Né vers 1862 ; mort en avril 1889 ; anarchiste lyonnais.

Didelin était le petit-cousin de Louise Michel, fils de sa cousine Victoire Rollet. Il aurait appartenu à la fédération révolutionnaire de la région de l’Est, qui, en mars 1881 — c’est-à-dire quelques semaines avant la tenue à Paris du congrès régional du Centre qui marqua la scission entre socialistes et anarchistes — groupait la plupart des anarchistes de la région de l’Est.
L’anarchiste Cyvoct avait lancé en 1882 une campagne antimilitariste qu’il menait dans les réunions publiques organisées par la fédération révolutionnaire ; il incitait les jeunes gens à la grève des conscrits et à la désertion, et les invitait à s’inscrire au bureau de L’Etendard révolutionnaire, journal anarchiste lyonnais. Les noms devaient être tenus secrets jusqu’au moment où les intéressés seraient assez nombreux pour mettre leur projet à exécution. Deux conscrits seulement vinrent s’inscrire : Cyvoct et Didelin.
Didelin fut arrêté le 19 novembre 1882, ainsi que vingt-cinq de ses compagnons, à la suite des violentes manifestations des mineurs de Montceau-les-Mines d’août 1882 et des attentats à la bombe perpétrés à Lyon en octobre 1882, et impliqué dans le procès, dit Procès des 66, qui s’ouvrit à Lyon, devant le tribunal correctionnel, le 8 janvier 1883. Selon l’importance des charges retenues contre eux, l’accusation avait classé les prévenus en deux catégories (voir Bordat). Didelin, prévenu de la 1re catégorie, fut condamné le 19 janvier 1883 à six mois de prison, 50 f d’amende et cinq ans de privation des droits civils. À l’audience, il contesta avoir fait partie de la fédération révolutionnaire : "De même que je ne puis pas être allé dans un endroit qui n’existe pas, de même il est évident que je ne puis pas être affilié à quelque chose qui n’existe pas." Il confirma en revanche avoir préconisé la grève des conscrits.
Les compagnons incarcérés furent en désaccord sur la question de savoir s’ils devaient ou non faire appel. Louise Michel consultée écrivit à Didelin le 30 janvier 1883 :
« Mon cher enfant,
Tu peux dire à notre ami Bernard et à nos autres amis que nous comprenons les motifs qui font agir ceux qui rappellent et ceux qui ne rappellent pas. Nous sommes en des circonstances où ceux qui ont affirmé hautement leurs pensées ont droit à notre confiance, qu’ils fassent donc ce qu’ils veulent. (...)
Ce que nous regrettons c’est que vous n’ayez pas collectivement fait l’un ou l’autre.
Moi, je préférerais qu’on ne rappelât pas, d’autres aussi préféreraient qu’on rappelât. Mais vous avez notre confiance et vous le montrez d’une façon ou l’autre.
Je vous embrasse tous.
Ta cousine, Louise Michel.
À bientôt une longue lettre. »

Les rapports de Didelin avec le mouvement s’aigrirent et il écrivait à sa mère le 8 juin 1883 :
« ... Ils voudraient pouvoir encore se servir de ceux qui peuvent ou accepteraient d’écrire, mais quant à moi, nein, comme dit l’allemand, je veux encore conserver ma dignité et je refuse de m’associer à ces pleureurs [...] Et voilà l’Anarchie, voilà les propres paroles de ceux qui la préconisent, vrai de vrai, j’en ai soupé. »
Didelin ne fit pas appel du jugement. Il fut libéré le 19 juillet 1883.
Il fut enterré le 10 avril 1889 au cimetière de Levallois (Seine).

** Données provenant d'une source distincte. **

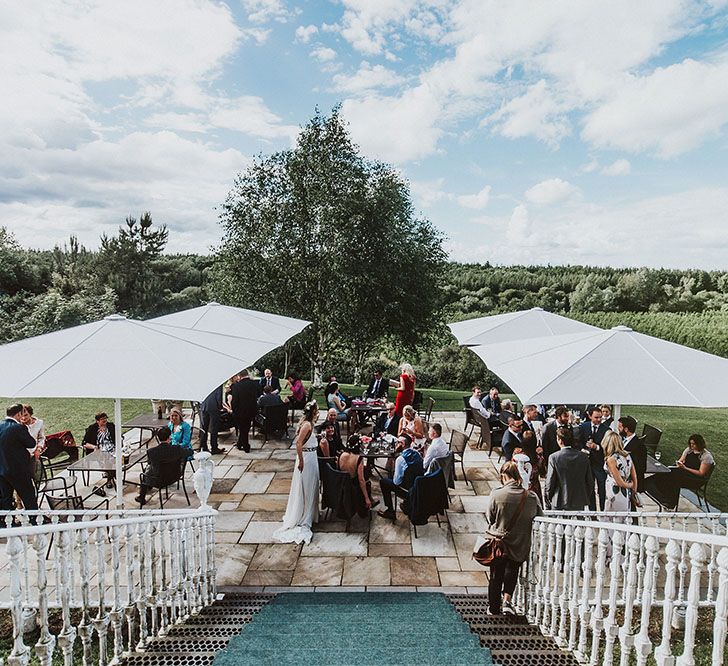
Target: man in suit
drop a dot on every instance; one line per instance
(636, 448)
(387, 422)
(16, 470)
(269, 380)
(548, 439)
(378, 386)
(513, 437)
(210, 413)
(591, 434)
(244, 394)
(164, 465)
(569, 481)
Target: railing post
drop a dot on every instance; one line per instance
(46, 641)
(20, 654)
(610, 624)
(698, 558)
(721, 607)
(663, 653)
(642, 642)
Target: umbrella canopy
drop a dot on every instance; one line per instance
(124, 358)
(618, 366)
(237, 322)
(513, 326)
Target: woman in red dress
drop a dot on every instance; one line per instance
(405, 388)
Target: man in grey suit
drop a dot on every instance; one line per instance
(569, 478)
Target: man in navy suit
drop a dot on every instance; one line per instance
(378, 386)
(592, 433)
(513, 437)
(16, 470)
(269, 380)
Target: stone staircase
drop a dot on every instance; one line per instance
(351, 628)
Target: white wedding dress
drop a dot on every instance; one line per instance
(303, 501)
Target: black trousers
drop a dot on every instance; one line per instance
(503, 580)
(209, 424)
(21, 484)
(243, 422)
(388, 487)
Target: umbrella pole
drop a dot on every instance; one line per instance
(616, 415)
(119, 442)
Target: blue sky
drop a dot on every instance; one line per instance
(531, 132)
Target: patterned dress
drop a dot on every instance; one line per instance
(618, 498)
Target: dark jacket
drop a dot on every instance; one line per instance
(274, 382)
(638, 452)
(569, 480)
(379, 426)
(428, 497)
(93, 430)
(164, 464)
(245, 397)
(382, 392)
(15, 440)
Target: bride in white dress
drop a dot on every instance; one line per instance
(303, 501)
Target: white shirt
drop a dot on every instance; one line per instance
(438, 449)
(476, 404)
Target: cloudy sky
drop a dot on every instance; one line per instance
(568, 131)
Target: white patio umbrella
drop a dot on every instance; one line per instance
(617, 366)
(236, 321)
(124, 358)
(512, 326)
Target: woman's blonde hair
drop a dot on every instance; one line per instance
(407, 369)
(612, 443)
(510, 471)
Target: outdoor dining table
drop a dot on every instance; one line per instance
(144, 422)
(101, 461)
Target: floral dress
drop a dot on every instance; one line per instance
(618, 498)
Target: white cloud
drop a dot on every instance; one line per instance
(551, 191)
(668, 112)
(263, 11)
(305, 32)
(366, 78)
(476, 201)
(620, 167)
(323, 53)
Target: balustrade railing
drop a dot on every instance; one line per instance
(112, 579)
(618, 593)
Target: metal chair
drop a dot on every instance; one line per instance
(458, 442)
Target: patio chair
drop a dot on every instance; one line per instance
(174, 475)
(458, 442)
(273, 420)
(428, 497)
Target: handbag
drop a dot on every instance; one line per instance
(489, 550)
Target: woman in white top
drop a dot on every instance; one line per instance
(303, 500)
(621, 475)
(36, 428)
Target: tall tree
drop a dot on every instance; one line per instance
(126, 264)
(321, 233)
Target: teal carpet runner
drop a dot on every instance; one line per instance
(357, 629)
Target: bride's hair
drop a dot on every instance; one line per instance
(310, 413)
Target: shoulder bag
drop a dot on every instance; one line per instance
(489, 550)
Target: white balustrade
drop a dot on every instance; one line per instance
(597, 586)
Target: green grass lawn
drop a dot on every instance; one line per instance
(676, 423)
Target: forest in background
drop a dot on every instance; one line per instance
(42, 291)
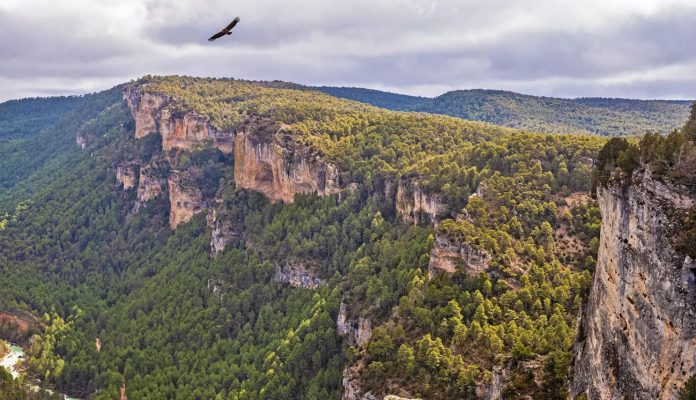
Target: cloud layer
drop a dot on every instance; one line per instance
(616, 48)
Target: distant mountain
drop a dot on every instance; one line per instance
(602, 116)
(26, 117)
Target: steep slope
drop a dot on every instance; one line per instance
(638, 332)
(608, 117)
(255, 240)
(20, 119)
(640, 321)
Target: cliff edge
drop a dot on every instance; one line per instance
(637, 336)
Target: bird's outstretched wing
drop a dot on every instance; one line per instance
(216, 36)
(225, 31)
(232, 24)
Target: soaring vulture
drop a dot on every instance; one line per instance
(226, 31)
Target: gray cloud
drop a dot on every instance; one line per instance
(547, 47)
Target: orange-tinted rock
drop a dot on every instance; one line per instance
(186, 200)
(280, 170)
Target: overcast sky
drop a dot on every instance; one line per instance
(566, 48)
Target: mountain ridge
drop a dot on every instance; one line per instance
(596, 115)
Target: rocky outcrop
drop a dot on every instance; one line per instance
(155, 112)
(448, 256)
(637, 335)
(298, 275)
(186, 200)
(414, 204)
(149, 186)
(125, 175)
(351, 388)
(81, 141)
(268, 162)
(216, 286)
(222, 229)
(358, 332)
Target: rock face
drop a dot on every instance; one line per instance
(358, 333)
(81, 141)
(637, 338)
(297, 275)
(179, 130)
(186, 200)
(222, 230)
(125, 175)
(412, 203)
(351, 389)
(149, 186)
(266, 160)
(448, 256)
(268, 164)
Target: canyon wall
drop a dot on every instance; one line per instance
(275, 167)
(179, 130)
(448, 256)
(186, 200)
(413, 203)
(637, 334)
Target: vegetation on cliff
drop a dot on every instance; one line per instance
(671, 157)
(176, 323)
(602, 116)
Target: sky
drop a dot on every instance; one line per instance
(569, 48)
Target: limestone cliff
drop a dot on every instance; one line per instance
(154, 112)
(297, 274)
(270, 163)
(448, 256)
(358, 331)
(149, 186)
(637, 335)
(413, 203)
(125, 175)
(186, 200)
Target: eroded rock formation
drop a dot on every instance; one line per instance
(448, 256)
(268, 162)
(125, 175)
(186, 199)
(413, 203)
(154, 112)
(149, 186)
(298, 275)
(358, 332)
(637, 336)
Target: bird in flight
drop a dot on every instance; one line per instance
(226, 31)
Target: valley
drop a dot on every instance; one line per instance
(234, 239)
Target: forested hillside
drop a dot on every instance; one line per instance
(602, 116)
(446, 254)
(23, 118)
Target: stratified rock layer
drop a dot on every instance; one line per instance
(448, 256)
(637, 338)
(186, 200)
(279, 169)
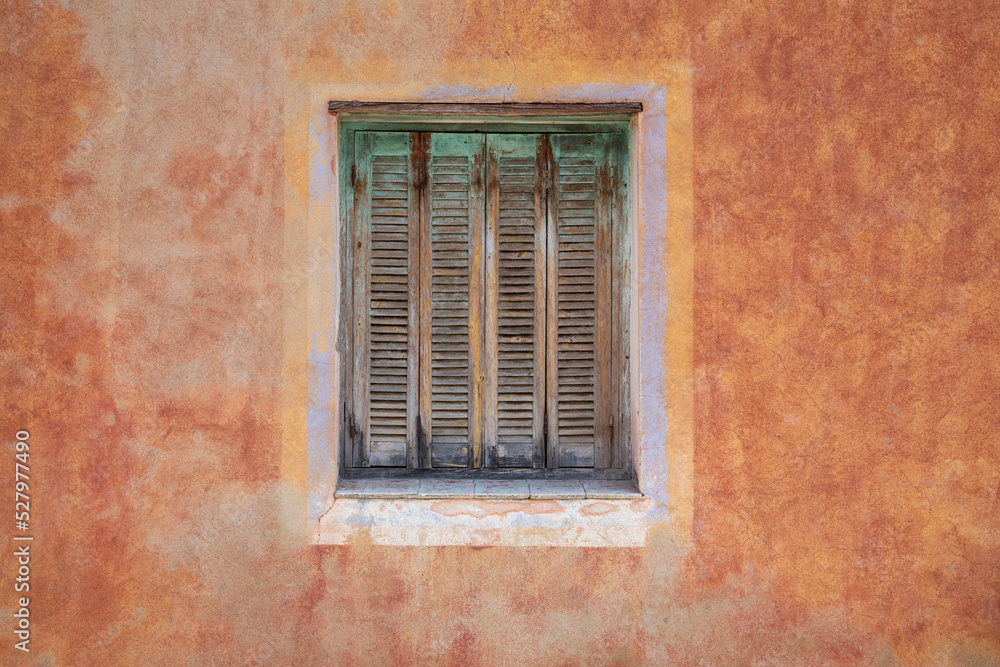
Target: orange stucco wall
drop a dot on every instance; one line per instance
(838, 361)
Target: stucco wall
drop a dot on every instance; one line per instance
(831, 386)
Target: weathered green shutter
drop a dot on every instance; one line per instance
(579, 301)
(515, 300)
(385, 335)
(451, 299)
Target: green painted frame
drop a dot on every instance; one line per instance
(621, 124)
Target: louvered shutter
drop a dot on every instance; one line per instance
(451, 317)
(387, 229)
(515, 300)
(579, 301)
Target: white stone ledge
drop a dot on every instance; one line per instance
(479, 522)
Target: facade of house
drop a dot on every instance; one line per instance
(805, 339)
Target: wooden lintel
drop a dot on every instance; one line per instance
(520, 109)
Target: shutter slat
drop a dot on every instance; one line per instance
(579, 302)
(452, 287)
(515, 311)
(384, 376)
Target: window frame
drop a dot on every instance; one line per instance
(505, 119)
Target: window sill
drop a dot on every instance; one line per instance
(499, 513)
(489, 489)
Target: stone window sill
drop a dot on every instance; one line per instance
(489, 489)
(486, 513)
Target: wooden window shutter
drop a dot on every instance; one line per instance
(579, 308)
(451, 300)
(515, 300)
(386, 332)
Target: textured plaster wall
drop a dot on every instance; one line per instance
(843, 347)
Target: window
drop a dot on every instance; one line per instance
(486, 297)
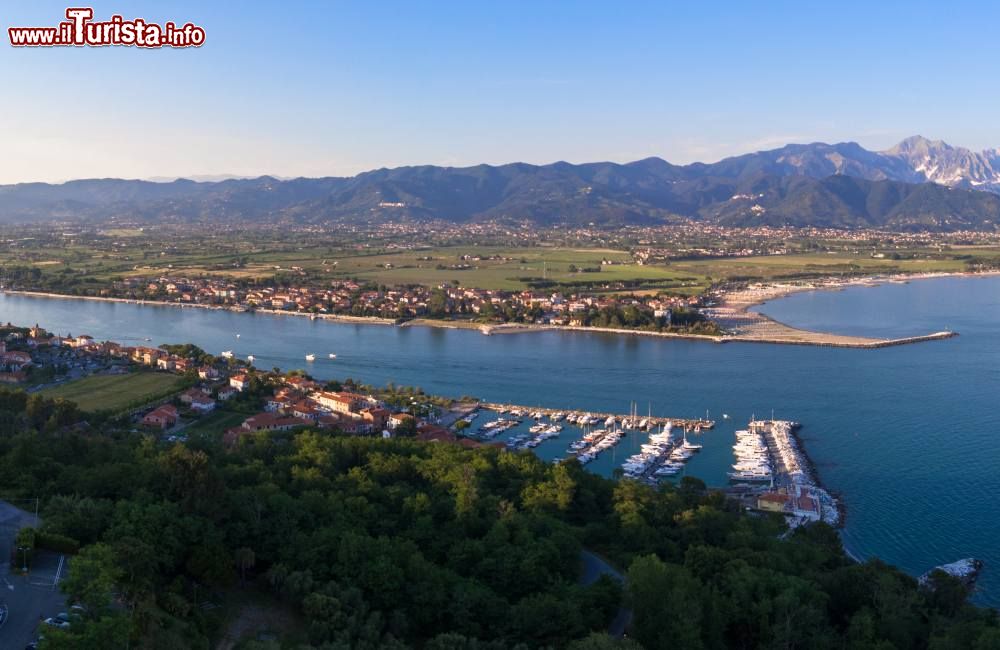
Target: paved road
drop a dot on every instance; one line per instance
(28, 598)
(593, 568)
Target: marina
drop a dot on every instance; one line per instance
(768, 452)
(865, 421)
(593, 417)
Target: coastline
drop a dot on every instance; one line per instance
(732, 311)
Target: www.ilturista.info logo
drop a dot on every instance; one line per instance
(80, 30)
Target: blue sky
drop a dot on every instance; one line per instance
(334, 88)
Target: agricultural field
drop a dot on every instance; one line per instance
(775, 266)
(116, 392)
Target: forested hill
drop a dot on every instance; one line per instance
(370, 543)
(841, 186)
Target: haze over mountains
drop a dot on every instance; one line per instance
(918, 184)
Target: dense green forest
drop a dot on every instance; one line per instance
(373, 543)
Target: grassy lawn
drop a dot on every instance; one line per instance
(215, 423)
(115, 392)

SOURCES : Arch. Dép. Rhône, 4 M 3 et 4 M 16. Dossier Coindre. — M. Massard, Histoire du mouvement anarchiste à Lyon, 1880-1914, DES, Lyon, 1954. — Le Procès des anarchistes devant la police correctionnelle et la cour d’appel de Lyon, Lyon, 1883. — Louise Michel, Histoire de ma vie, seconde et troisième partie, prés. par Xavière Gauthier, Lyon, PUL 2000. – Louise Michel, À travers la mort, mémoires 1886-1890, prés. par Claude Rétat, La Découverte, 2015.